XPS: Full: CCA: Enhancing Scalability and Energy Efficiency in Extreme-Scale Parallel Systems through Application-Aware Communication Reduction

The high-performance computing systems available today are far from meeting the performance and energy efficiency targets necessary to satisfy the needs of future computing systems. With processor clock frequencies leveling off over the past several years, the only way to achieve the expected levels of performance within the same physical size and the same or lower energy requirements is to have more processors computing in parallel. However, increasing concurrency among the processors increases inter-processor communication, which then becomes the critical bottleneck. This work proposes an application-centric approach to minimize communication-induced overheads in order to enable extreme scalability. The implicit fault tolerance of future parallel applications can be exploited to mitigate the degraded locality and increased communication costs of highly concurrent systems while ensuring an acceptable level of application output quality.

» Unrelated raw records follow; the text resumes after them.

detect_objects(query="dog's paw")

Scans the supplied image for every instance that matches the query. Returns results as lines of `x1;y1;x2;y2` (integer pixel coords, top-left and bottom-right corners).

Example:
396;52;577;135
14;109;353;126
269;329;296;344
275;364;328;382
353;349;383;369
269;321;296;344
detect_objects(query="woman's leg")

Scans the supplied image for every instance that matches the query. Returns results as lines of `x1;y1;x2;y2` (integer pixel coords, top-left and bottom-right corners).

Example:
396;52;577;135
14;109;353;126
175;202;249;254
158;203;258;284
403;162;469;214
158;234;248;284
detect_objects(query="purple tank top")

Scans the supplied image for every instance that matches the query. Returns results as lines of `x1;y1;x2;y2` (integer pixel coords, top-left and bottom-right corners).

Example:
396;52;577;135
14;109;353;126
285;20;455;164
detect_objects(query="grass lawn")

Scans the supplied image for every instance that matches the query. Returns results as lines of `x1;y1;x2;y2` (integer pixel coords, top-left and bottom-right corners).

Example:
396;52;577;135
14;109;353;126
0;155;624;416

This work specifically focuses on (i) how data to be transferred can be compressed, and possibly discarded, and (ii) how communication and synchronization can be avoided or relaxed in certain application contexts, all while maintaining an acceptable level of output quality for the specific application. The intellectual merit of this work stems from its exploration of cross-layer communication and synchronization techniques that exploit application characteristics to significantly reduce the cost of communication and synchronization. This approach will enable a wider array of applications to exploit parallelism and thereby increase their scalability. This work will enable extreme scalability of domain-specific applications executing on large-scale computing systems by quantifying the costs and benefits associated with application-aware communication and synchronization, designing application-aware scalable communication and synchronization primitives, developing software to support application-aware scalable communication, and designing new micro-architectural and system supports for application-aware scalable communication.

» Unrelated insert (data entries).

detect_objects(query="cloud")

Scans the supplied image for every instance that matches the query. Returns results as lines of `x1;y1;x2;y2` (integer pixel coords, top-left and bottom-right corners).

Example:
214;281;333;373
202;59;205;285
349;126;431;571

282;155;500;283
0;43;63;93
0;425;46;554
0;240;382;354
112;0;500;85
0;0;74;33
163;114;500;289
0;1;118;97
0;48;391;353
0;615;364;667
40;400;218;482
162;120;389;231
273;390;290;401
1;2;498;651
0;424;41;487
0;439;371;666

The broader impact of this research lies in significantly reducing the costs of communication and synchronization for a wide spectrum of applications and consequently enabling new levels of parallel scalability and energy efficiency across a range of application programs. This project will produce open source tools for analyzing and enhancing the scalability of parallel applications, and will provide new opportunities for both graduate and undergraduate students to participate in cutting-edge computer systems research.